Now, I have previously mentioned that Dill Pickles were not necessarily a staple of the preserve cupboard when my Mom was a little Girl on a farm on the Prairies. But some folks grew Dill in the house garden especially for pickling, and every Mom at that time had her own recipe…
New Dill Pickles, waiting for their liquid top-up. The Dill Fronds in each jar
are complete with Blossoms, an extra treat for Pickle aficionados…
The Prairie folks who went to the trouble of planting Dill to make sure they had it in the pantry were, more often than not, Immigrants from Eastern Europe who were used to having many things around that my mom’s Scottish family had never heard of. Another such ingredient was Garlic. But we’ll get to that a little later.
The Basics…
You can use a commercial Pickling Spice Mix. It comes in a bag at the grocery store in the Herb and Spice section, But you’ll also need to add extra Dill Fronds.
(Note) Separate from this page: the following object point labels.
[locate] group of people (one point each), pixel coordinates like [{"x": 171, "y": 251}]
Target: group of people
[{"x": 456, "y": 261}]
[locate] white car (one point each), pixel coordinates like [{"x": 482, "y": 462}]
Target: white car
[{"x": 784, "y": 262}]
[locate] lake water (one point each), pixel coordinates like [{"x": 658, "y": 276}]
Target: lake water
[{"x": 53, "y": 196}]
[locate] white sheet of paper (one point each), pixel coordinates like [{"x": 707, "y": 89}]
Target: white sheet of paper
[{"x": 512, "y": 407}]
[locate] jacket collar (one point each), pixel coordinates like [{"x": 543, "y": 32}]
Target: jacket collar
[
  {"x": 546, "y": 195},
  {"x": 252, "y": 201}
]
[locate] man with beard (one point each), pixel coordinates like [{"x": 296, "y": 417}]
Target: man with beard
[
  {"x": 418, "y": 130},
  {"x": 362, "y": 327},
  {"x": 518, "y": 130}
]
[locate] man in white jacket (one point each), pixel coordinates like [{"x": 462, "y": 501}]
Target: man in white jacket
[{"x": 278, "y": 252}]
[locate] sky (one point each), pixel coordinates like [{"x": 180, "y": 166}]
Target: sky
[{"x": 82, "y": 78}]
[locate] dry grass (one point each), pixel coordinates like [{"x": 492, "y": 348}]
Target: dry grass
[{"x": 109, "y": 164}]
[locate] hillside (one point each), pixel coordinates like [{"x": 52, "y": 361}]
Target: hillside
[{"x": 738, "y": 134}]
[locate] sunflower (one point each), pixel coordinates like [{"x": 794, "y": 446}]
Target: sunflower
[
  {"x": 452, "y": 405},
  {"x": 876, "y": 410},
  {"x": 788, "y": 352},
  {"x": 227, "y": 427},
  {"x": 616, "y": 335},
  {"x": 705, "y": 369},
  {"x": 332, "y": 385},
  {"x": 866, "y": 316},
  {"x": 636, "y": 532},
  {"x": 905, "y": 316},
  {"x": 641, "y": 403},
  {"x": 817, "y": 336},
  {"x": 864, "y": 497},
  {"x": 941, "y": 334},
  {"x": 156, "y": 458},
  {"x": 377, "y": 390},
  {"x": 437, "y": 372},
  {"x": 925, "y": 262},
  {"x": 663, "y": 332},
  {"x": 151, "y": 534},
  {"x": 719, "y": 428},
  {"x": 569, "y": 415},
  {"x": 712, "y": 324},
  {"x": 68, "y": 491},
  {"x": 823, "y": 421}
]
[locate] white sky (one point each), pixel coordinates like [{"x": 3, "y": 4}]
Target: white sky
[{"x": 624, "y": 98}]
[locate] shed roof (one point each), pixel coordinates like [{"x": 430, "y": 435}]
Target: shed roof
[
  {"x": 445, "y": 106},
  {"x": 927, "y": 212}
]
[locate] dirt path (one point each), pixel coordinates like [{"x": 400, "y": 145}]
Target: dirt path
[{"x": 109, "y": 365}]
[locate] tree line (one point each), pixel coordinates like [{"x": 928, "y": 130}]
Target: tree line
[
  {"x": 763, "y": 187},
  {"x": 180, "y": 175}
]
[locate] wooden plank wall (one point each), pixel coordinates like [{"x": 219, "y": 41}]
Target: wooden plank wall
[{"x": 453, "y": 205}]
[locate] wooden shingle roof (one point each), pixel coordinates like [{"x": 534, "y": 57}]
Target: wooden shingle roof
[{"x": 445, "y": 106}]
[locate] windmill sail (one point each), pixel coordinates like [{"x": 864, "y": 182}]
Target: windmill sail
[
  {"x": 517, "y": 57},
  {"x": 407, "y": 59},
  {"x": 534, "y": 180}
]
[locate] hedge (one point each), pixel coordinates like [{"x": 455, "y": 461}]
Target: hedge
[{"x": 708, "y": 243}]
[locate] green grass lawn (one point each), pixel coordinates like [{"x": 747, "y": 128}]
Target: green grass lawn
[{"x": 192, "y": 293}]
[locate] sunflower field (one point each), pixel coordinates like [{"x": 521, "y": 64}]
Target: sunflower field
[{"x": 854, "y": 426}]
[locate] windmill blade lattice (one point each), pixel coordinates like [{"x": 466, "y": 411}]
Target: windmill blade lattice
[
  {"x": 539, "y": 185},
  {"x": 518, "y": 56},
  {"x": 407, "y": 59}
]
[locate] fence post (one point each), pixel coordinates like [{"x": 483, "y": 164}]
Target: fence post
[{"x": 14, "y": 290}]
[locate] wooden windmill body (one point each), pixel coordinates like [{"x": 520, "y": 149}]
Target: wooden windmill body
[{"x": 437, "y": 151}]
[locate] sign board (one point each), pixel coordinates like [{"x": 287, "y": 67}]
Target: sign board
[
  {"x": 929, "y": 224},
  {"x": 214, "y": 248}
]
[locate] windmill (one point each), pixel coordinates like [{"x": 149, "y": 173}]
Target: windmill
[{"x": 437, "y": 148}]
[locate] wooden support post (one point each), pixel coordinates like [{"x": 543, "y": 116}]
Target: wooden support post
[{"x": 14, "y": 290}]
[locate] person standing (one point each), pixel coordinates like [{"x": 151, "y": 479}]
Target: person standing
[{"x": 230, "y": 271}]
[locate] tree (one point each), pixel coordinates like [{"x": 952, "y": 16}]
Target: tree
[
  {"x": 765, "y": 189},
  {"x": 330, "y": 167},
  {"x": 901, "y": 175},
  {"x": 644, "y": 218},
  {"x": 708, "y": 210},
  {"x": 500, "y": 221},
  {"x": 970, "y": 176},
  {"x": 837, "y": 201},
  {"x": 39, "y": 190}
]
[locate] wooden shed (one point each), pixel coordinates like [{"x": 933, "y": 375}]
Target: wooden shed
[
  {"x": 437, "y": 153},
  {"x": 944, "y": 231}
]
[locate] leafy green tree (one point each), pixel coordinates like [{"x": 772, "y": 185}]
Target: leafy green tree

That’s usually available in the Fresh Herb section in Produce.
If you make your own Spice Blend, use:
- 4 cup / 1 L White Vinegar
- 3 large Onions (Sweet, White or Spanish, per your taste)
- 1 cup / 250 ml White Sugar
- 1/2 cup / 125 ml Salt
- 6 Whole Cloves
Now, wash and cut your pickles
You may use 12 large (say, 5 in. / 10 cm), 18 medium or 24 small Pickling Cucumbers.
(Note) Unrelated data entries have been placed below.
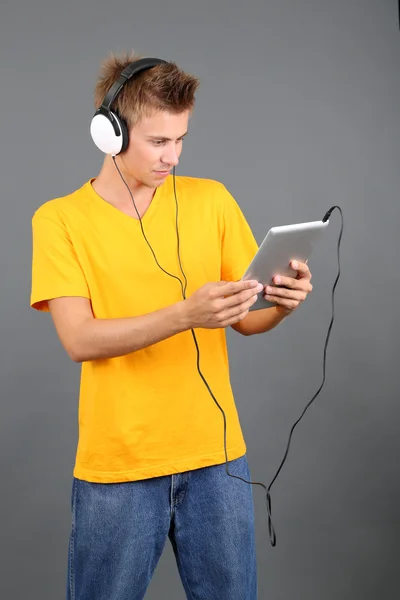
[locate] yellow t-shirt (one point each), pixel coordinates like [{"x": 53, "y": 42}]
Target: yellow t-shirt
[{"x": 147, "y": 413}]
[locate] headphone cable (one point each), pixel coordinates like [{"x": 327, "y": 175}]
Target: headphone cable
[{"x": 271, "y": 529}]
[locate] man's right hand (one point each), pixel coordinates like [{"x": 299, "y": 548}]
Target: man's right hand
[{"x": 220, "y": 304}]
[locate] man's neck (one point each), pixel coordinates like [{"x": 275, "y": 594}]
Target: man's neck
[{"x": 109, "y": 185}]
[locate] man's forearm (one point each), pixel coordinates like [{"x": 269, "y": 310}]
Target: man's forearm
[
  {"x": 109, "y": 338},
  {"x": 260, "y": 321}
]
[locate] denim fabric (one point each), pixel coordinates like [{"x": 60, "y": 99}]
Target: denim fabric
[{"x": 119, "y": 531}]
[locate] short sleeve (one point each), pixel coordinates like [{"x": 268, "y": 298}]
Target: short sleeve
[
  {"x": 56, "y": 270},
  {"x": 238, "y": 243}
]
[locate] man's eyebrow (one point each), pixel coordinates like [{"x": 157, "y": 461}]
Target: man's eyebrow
[{"x": 164, "y": 139}]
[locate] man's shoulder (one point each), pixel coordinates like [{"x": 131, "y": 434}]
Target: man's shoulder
[
  {"x": 200, "y": 183},
  {"x": 56, "y": 207}
]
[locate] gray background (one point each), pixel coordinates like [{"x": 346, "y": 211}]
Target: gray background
[{"x": 298, "y": 110}]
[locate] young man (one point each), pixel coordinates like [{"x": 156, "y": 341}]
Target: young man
[{"x": 150, "y": 461}]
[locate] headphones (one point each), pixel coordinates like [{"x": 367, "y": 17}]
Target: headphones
[{"x": 108, "y": 130}]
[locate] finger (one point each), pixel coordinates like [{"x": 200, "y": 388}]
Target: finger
[
  {"x": 241, "y": 297},
  {"x": 285, "y": 293},
  {"x": 234, "y": 310},
  {"x": 285, "y": 302},
  {"x": 295, "y": 284},
  {"x": 301, "y": 268},
  {"x": 233, "y": 287}
]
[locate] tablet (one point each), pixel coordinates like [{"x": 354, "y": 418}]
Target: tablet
[{"x": 280, "y": 246}]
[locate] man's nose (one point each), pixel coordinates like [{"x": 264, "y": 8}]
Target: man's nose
[{"x": 171, "y": 157}]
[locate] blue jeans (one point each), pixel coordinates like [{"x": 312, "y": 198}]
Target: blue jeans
[{"x": 119, "y": 531}]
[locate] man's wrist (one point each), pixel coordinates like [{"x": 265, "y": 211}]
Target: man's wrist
[{"x": 181, "y": 316}]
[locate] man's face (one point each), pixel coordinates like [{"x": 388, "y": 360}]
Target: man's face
[{"x": 155, "y": 144}]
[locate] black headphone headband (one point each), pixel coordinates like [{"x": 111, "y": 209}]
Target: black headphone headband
[{"x": 132, "y": 69}]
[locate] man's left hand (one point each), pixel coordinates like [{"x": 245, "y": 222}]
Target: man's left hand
[{"x": 289, "y": 292}]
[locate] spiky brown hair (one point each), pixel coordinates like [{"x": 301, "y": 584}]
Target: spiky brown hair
[{"x": 164, "y": 87}]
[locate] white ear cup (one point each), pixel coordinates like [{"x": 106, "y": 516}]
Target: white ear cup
[{"x": 103, "y": 134}]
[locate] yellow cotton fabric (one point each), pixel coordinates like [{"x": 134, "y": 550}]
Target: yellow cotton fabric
[{"x": 148, "y": 413}]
You can use small or Medium Cukes whole, if you wish. Large ones should at least be halved lengthwise. I prefer quartering them lengthwise. Some folks prefer to slice the Cukes crosswise, making Pickle ‘coins’, while others slice them thin, lengthwise to form strips ideal for sandwich stacking. Indulge yourself. Maybe make part of your batch one way and part(s) another.
The Old Way…
Mom’s High School Cookbook has the recipe for tender, juicy Dills. Sprinkle the Spice Mix over the Cukes and let them sit overnight. In the morning, Drain off the water that’s oozed out and cook the Cukes (with the Spice Mix) until tender. This also opens them up to absorb the Pickling juice. The better they absorb the Juice, the longer they’ll keep.
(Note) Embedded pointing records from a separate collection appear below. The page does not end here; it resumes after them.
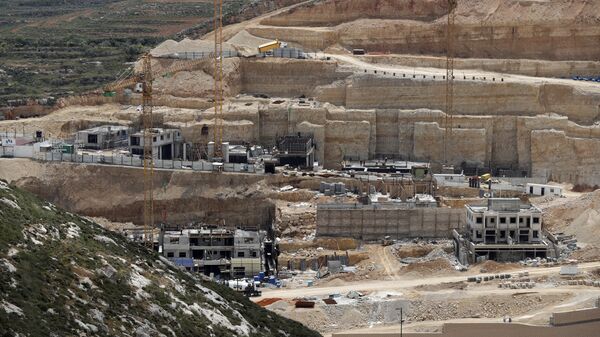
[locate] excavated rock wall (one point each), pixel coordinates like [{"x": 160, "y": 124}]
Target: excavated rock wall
[
  {"x": 287, "y": 77},
  {"x": 472, "y": 97},
  {"x": 509, "y": 29},
  {"x": 539, "y": 68},
  {"x": 116, "y": 193},
  {"x": 505, "y": 141}
]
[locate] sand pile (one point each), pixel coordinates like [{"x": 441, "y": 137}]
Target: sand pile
[
  {"x": 187, "y": 45},
  {"x": 246, "y": 43},
  {"x": 579, "y": 217},
  {"x": 586, "y": 227}
]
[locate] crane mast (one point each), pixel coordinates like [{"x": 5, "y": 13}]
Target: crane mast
[
  {"x": 452, "y": 4},
  {"x": 218, "y": 77},
  {"x": 147, "y": 117}
]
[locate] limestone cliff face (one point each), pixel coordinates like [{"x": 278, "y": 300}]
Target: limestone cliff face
[
  {"x": 551, "y": 30},
  {"x": 334, "y": 12},
  {"x": 563, "y": 158}
]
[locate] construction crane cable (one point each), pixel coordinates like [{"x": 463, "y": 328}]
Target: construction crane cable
[{"x": 147, "y": 121}]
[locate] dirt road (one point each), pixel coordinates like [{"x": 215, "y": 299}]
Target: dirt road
[
  {"x": 397, "y": 284},
  {"x": 350, "y": 60}
]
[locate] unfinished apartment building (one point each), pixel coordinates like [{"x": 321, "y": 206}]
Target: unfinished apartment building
[
  {"x": 220, "y": 252},
  {"x": 503, "y": 230},
  {"x": 296, "y": 151},
  {"x": 167, "y": 144}
]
Pack the pickles tightly in jars sterilized per the method in Pickling Basics. Include a Dill Frond or two in each jar. Put the hot Pickling Liquid over the Cukes, filling each jar to about half an inch / 1.5 cm Below the rim. Portion out the Liquid equally to all the jars. Top them up with boiling water if necessary. Put lids and Rings on while the Liquid is still hot and hand tighten. Let the jars cool at room temp. Store in a cool, dark place.
The New Way…
If you prefer crispy, crunchy Dills, use this method:
Boil the Spice Mixture in 6 cup / 1.5 L of water until the sugar and salt are fully dissolved. Set aside
Fill the sterilized jars per The Old Way, but with raw Cukes. Pour the Hot Spice Mixture over the raw Cukes, portioning it out equally over all the jars. Fill the jars up to 1.2 in. / 1.5 cm below the rim with boiling Water if necessary. Cap and cool as per The Old Way.
How long before they’re Pickles?
The Old Way Pickles are ready pretty much out of the cooking pot. But they’ll get better and better the longer they rest in the brine. Mom always said, “Hands off the Pickles until they’re at least 6 weeks old!”
The New Way Pickles need longer for the Pickling Brine to seep into the Cukes, but you can start eating them 8 to 10 weeks after bottling. I say, three months.
If you want Garlic Dills…
Add one or more whole Garlic Cloves to each preserving jar, according to your taste. The longer the Pickles rest, the more Garlicy they’ll get, and the less ‘insistent’ the Garlic flavour will be.